I was recently teaching one of The Rite Bite’s Diabetes Bootcamp sessions for a group of about 12. During this class, one gentleman innocently asked, “does the amount of salt you eat matter?” Of course he meant in regards to diabetes and blood glucose control, but I answered him in the spirit of good health for all individuals with and without diabetes. “YES, salt does matter!”
Why does salt matter? It matters because your blood pressure is affected by it. Salt and water go hand-in-hand. The salt (also referred to as sodium) in your body retains water with it. If your diet is high in sodium, the amount of water retained in your body will increase your blood volume. When your blood volume is greater, your heart has to work harder to pump the blood through your circulatory system.
Let’s look at what blood pressure is for a minute. When you go the doctor and the nurse takes your vitals, your blood pressure is one of the measurements taken. It is one number over another; might be 120 over 80, 159 over 99, or 102 over 68. The top number is called the systolic blood pressure. This is the amount of pressure your heart and arteries are under when blood is being pumped away from the heart out to the limbs. The bottom number is the diastolic blood pressure. This is the amount of pressure on your heart and arteries in between beats, when the heart is filling with more blood to pump out on its next beat. A healthy blood pressure is less than 120 over less than 80.

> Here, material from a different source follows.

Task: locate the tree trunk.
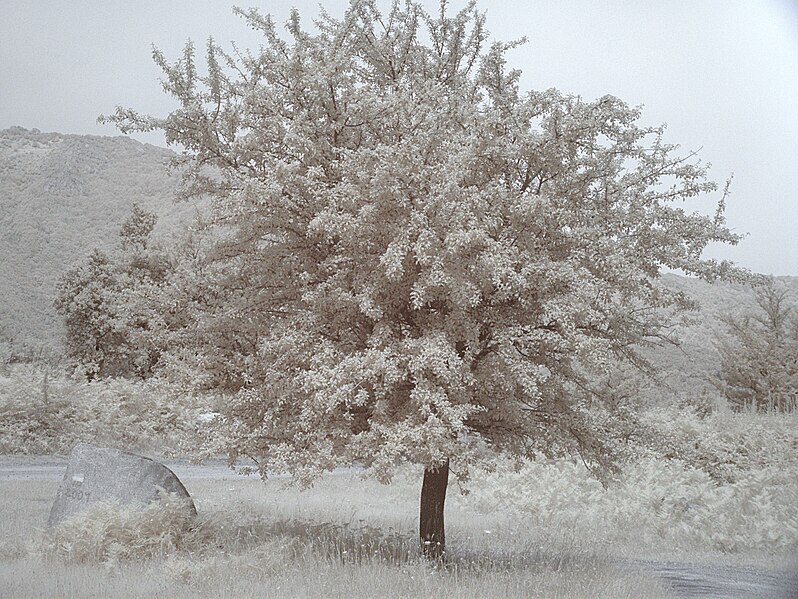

When your salt intake is high, you retain excess water. Ultimately this can raise your blood pressure. It affects all of us, but certain individuals are more “salt-sensitive” and will see a greater rise in blood pressure based on their dietary salt intake. To minimize the damage that sodium may have on your blood pressure, aim to meet the most recent (2010) recommendations from The Dietary Guidelines for Americans which suggest keeping intakes of this mineral below 1500 mg per day. To put this in perspective, one teaspoon of salt provides 2,300 mg of sodium. Sodium is found in almost all foods too. The food label is the best resource for identifying the quantity of sodium in the foods you eat. One idea: write down how much sodium is in all the foods you eat in a single day. How do you compare to the recommendation for health?